Mandia similarly noted that while Iranian hacking groups appear to be far busier today than in early 2016, it’s difficult to accurately measure the volume or scope of ongoing operations.
“In 2017, Iran really started acting at scale, and I think to myself, ‘Just how big is that scale?’ We don’t know if we are seeing five percent of Iran’s activities, or 90 percent – although I’m guessing it’s closer to five percent,” Mandia stated in a report published Thursday by FireEye.
Writing any comprehensive analysis on Iran’s expanding cyber-espionage apparatus is strenuous because of the simple fact that attribution in cyberspace remains an imperfect science.
A white paper published Tuesday underscores technical challenges with connecting various different breaches back to Iran.
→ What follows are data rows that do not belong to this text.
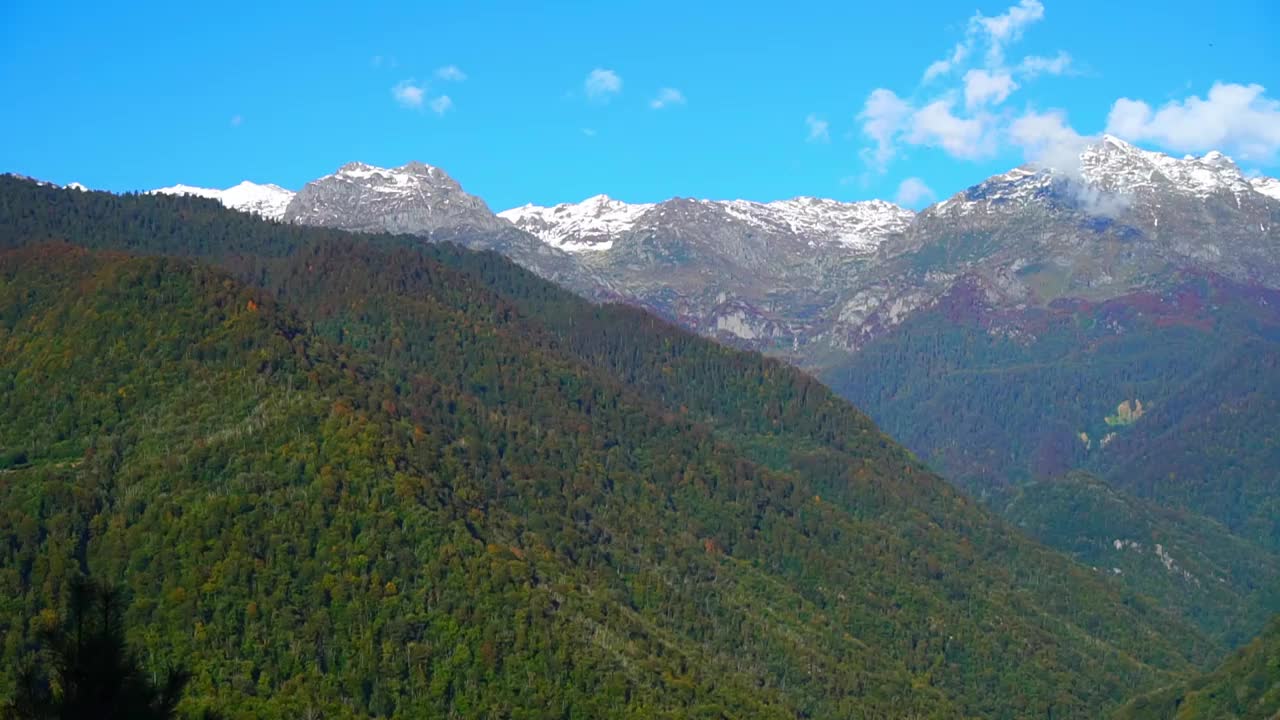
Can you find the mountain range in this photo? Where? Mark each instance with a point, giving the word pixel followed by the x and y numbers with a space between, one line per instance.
pixel 999 333
pixel 365 475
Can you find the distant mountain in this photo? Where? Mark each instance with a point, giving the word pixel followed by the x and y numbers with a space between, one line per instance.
pixel 993 333
pixel 414 199
pixel 397 478
pixel 598 222
pixel 265 200
pixel 1246 687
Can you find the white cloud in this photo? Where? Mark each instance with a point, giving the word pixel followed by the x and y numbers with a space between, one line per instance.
pixel 937 126
pixel 414 96
pixel 996 32
pixel 913 192
pixel 882 119
pixel 1047 140
pixel 602 83
pixel 1008 27
pixel 408 94
pixel 1239 119
pixel 440 105
pixel 977 72
pixel 819 130
pixel 1034 65
pixel 666 98
pixel 982 87
pixel 944 67
pixel 451 73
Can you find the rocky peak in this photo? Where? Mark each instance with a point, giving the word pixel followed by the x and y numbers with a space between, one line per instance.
pixel 414 199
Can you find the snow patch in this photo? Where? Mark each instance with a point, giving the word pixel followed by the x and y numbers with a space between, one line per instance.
pixel 265 200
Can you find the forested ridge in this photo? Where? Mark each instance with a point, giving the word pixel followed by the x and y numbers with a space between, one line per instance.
pixel 365 477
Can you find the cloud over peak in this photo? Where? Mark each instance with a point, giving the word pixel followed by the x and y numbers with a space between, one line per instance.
pixel 1237 118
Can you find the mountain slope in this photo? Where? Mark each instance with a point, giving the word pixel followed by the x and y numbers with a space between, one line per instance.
pixel 448 442
pixel 1246 687
pixel 265 200
pixel 1219 580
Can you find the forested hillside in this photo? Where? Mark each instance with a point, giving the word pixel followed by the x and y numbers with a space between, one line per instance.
pixel 1246 687
pixel 364 477
pixel 1170 399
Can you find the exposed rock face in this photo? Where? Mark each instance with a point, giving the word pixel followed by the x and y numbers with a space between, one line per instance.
pixel 423 200
pixel 414 199
pixel 814 279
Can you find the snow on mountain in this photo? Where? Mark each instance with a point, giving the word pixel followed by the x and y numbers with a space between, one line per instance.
pixel 1110 177
pixel 414 199
pixel 821 222
pixel 265 200
pixel 597 222
pixel 577 227
pixel 1266 186
pixel 1115 165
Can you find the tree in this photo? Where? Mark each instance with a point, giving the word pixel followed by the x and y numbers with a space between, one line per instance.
pixel 87 669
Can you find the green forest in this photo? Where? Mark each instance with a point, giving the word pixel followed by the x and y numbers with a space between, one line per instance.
pixel 364 477
pixel 1246 687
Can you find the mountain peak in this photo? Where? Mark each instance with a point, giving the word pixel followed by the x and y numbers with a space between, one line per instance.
pixel 414 199
pixel 266 200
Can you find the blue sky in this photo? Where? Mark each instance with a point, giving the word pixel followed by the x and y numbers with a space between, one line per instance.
pixel 554 104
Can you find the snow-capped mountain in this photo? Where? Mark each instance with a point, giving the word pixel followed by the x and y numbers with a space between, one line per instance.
pixel 415 199
pixel 819 222
pixel 1266 186
pixel 266 200
pixel 1116 165
pixel 809 277
pixel 577 227
pixel 598 222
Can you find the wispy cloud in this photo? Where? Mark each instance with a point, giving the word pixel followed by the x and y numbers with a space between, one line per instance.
pixel 819 130
pixel 667 96
pixel 882 117
pixel 408 94
pixel 976 71
pixel 913 192
pixel 602 83
pixel 451 73
pixel 415 96
pixel 937 126
pixel 1033 65
pixel 1237 118
pixel 983 87
pixel 440 105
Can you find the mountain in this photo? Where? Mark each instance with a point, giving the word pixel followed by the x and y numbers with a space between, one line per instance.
pixel 498 497
pixel 1267 186
pixel 414 199
pixel 598 222
pixel 265 200
pixel 1246 687
pixel 1220 580
pixel 996 333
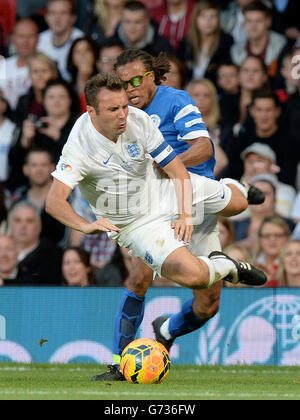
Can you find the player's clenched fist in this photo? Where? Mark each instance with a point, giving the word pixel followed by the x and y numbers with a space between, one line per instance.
pixel 101 225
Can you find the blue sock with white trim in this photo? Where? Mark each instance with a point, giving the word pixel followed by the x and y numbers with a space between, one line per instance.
pixel 185 321
pixel 127 322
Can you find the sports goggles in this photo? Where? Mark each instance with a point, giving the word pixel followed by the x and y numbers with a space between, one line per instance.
pixel 135 81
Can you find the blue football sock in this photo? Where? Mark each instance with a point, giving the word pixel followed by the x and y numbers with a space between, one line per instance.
pixel 127 322
pixel 185 321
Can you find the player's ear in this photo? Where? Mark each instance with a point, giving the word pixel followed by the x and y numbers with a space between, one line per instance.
pixel 91 110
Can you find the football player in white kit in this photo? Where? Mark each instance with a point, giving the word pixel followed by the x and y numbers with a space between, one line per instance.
pixel 109 155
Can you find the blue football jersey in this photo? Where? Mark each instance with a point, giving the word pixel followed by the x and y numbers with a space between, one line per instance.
pixel 175 113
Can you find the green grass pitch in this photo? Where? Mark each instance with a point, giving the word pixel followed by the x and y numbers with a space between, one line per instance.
pixel 72 382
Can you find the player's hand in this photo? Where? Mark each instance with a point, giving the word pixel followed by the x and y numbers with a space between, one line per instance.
pixel 101 225
pixel 183 228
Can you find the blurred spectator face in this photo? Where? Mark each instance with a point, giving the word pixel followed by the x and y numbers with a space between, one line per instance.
pixel 256 165
pixel 243 3
pixel 256 24
pixel 228 78
pixel 135 24
pixel 208 21
pixel 291 259
pixel 265 114
pixel 25 38
pixel 75 272
pixel 8 256
pixel 40 73
pixel 268 207
pixel 142 95
pixel 252 75
pixel 287 71
pixel 202 96
pixel 38 168
pixel 173 77
pixel 82 52
pixel 272 238
pixel 107 59
pixel 57 101
pixel 25 227
pixel 59 16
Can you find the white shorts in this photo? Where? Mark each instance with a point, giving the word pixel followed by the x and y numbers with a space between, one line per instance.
pixel 151 238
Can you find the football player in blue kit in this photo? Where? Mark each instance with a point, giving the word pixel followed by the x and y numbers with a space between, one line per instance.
pixel 175 113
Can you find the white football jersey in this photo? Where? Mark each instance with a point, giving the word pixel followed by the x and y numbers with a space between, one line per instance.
pixel 114 177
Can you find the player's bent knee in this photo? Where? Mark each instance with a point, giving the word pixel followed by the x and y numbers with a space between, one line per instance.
pixel 206 311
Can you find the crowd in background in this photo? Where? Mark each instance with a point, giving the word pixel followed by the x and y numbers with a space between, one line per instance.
pixel 239 60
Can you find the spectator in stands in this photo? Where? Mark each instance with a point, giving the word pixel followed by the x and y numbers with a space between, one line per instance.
pixel 115 272
pixel 289 82
pixel 50 132
pixel 10 275
pixel 232 20
pixel 81 65
pixel 57 40
pixel 273 234
pixel 253 76
pixel 206 46
pixel 285 18
pixel 108 54
pixel 177 76
pixel 41 70
pixel 173 18
pixel 204 94
pixel 259 159
pixel 293 104
pixel 76 268
pixel 38 168
pixel 39 258
pixel 3 211
pixel 268 129
pixel 247 229
pixel 227 232
pixel 289 267
pixel 24 38
pixel 136 30
pixel 7 130
pixel 102 18
pixel 261 42
pixel 228 78
pixel 7 22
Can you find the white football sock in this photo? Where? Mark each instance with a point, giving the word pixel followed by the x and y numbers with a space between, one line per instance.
pixel 220 268
pixel 228 181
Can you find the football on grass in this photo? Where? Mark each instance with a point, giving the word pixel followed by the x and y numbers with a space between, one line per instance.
pixel 145 361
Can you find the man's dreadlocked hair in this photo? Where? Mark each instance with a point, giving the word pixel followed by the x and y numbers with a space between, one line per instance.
pixel 159 65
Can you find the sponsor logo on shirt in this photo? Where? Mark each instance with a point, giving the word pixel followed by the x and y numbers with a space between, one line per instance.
pixel 65 167
pixel 156 119
pixel 133 150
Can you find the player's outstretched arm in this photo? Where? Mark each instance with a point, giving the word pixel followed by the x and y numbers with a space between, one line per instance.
pixel 183 227
pixel 201 150
pixel 58 207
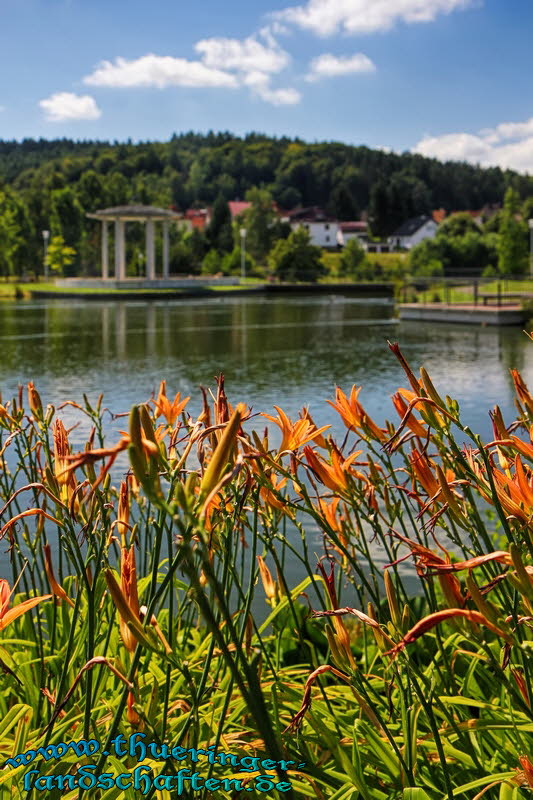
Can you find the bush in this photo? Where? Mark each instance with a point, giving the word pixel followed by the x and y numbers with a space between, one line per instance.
pixel 296 259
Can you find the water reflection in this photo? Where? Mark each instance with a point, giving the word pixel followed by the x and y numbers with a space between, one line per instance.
pixel 287 351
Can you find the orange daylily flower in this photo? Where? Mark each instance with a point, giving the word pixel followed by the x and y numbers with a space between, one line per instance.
pixel 398 400
pixel 514 493
pixel 128 585
pixel 295 434
pixel 8 615
pixel 427 562
pixel 353 414
pixel 167 409
pixel 269 584
pixel 522 391
pixel 335 475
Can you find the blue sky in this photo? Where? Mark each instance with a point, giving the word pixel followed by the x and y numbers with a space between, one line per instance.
pixel 449 78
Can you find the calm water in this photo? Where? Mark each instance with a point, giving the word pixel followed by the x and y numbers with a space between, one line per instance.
pixel 285 351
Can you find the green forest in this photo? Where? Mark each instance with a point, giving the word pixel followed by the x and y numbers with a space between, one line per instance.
pixel 51 184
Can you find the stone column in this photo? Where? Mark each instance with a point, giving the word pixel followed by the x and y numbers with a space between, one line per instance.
pixel 165 250
pixel 120 251
pixel 150 250
pixel 105 251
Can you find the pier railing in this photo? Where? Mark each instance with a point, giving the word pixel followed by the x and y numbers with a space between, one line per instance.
pixel 508 290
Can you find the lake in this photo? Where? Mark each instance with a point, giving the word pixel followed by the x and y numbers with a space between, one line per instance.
pixel 289 351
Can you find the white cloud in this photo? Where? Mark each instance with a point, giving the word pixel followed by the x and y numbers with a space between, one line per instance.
pixel 224 63
pixel 259 83
pixel 244 55
pixel 65 106
pixel 508 145
pixel 159 72
pixel 329 66
pixel 326 17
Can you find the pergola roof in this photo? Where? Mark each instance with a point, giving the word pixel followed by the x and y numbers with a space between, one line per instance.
pixel 134 213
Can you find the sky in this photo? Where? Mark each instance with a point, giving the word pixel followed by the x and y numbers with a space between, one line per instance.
pixel 446 78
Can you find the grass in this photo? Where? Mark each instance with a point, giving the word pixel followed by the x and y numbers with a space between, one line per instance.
pixel 141 566
pixel 384 266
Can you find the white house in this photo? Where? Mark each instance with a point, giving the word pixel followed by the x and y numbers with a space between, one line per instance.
pixel 322 229
pixel 413 232
pixel 352 230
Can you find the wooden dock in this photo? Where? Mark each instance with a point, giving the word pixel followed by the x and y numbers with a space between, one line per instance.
pixel 464 313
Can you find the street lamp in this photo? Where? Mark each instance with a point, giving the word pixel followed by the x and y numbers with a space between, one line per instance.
pixel 530 223
pixel 46 236
pixel 243 253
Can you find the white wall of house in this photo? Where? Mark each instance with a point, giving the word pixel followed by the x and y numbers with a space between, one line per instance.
pixel 426 231
pixel 343 237
pixel 322 234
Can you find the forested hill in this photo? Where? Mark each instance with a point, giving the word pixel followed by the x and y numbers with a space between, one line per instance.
pixel 193 169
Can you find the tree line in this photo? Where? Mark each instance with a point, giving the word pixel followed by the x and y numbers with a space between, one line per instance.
pixel 51 184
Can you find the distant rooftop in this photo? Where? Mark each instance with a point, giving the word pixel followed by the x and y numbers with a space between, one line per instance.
pixel 134 212
pixel 411 226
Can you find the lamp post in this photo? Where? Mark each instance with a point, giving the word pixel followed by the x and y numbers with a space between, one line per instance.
pixel 46 236
pixel 530 223
pixel 243 253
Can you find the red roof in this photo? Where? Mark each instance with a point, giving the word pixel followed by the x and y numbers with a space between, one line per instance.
pixel 438 215
pixel 347 227
pixel 237 207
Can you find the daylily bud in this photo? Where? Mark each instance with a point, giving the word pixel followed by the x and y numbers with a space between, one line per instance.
pixel 34 401
pixel 269 584
pixel 392 600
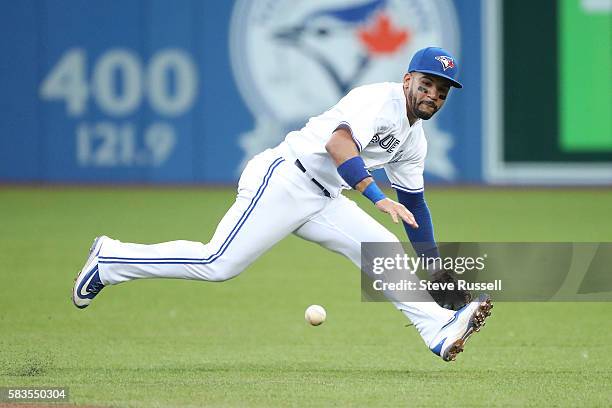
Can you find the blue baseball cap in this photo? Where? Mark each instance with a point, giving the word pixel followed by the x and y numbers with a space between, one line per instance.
pixel 435 61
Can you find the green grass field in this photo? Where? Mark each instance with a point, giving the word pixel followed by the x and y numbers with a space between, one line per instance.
pixel 159 343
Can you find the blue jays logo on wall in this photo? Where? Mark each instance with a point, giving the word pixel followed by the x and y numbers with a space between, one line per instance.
pixel 294 59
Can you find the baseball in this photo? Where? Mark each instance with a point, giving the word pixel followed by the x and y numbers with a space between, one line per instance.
pixel 315 315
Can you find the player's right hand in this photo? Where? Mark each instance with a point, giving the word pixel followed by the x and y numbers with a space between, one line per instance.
pixel 396 211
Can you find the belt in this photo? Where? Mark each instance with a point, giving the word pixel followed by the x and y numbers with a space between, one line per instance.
pixel 299 165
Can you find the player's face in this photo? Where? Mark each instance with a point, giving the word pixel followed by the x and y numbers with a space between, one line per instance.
pixel 425 94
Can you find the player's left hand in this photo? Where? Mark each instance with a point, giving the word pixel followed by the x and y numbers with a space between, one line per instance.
pixel 397 211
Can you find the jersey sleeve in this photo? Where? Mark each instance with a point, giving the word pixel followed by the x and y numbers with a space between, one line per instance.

The paper, authored by independent security researchers Collin Anderson and Claudio Guarnieri, describes that because of the diverse toolsets used and operational security followed by Iranian hackers, researchers can only point to these various groups having, at best, a tentative, singular tie back to Iran.
“Like Iran’s ‘mosaic defense’ military organizing structure, the hacking efforts are clearly more decentralized and fluid than countries with advanced cyber warfare operations,” the paper reads. “This makes tracking and attributing attacks originating from Iran all the more complex.”
In 2005, the IRGC introduced this concept of “mosaic defense” to Iran’s military doctrine, which centers on the use of “passive defense” to discourage attacks, according to the RAND Institute.
The decision by the IRGC meant that the country’s industrial defense base would become immediately more diffuse as cities and local government organizations received additional operational authority to independently react to threats against the homeland. Scholars believe the concept now extends to Iran’s private sector.
An attack rationale
The attacks have taken place during a time of increased tension with the west, including President Donald Trump’s threats to end a vital arms deal which currently handicaps Tehran’s ability to create nuclear weapons.
“Computer network operations are one way for Iran, as a conventionally weaker military side, to even things up,” described Kenneth Geers, a senior research scientist with cybersecurity firm Comodo. “The internet has sparked a golden age of espionage, which may allow Iran to discover whether President Trump’s confrontational rhetoric has more bark than bite.”
Geers said it’s no surprise Iran has turned to hackers given the country’s many geopolitical challenges.
“Iran recently signed a controversial nuclear deal, labeled the U.S. its ‘Enemy Number One,’ experienced a decline in relations with Saudi Arabia, conducted ballistic missile tests … and deepened its involvement in the Syrian, Iraqi, and Afghan civil wars,” said Geers, who is also a senior fellow with foreign policy think tank The Atlantic Council. “[Iran] is surely attacking and defending computers on each of these cyber battlefields.”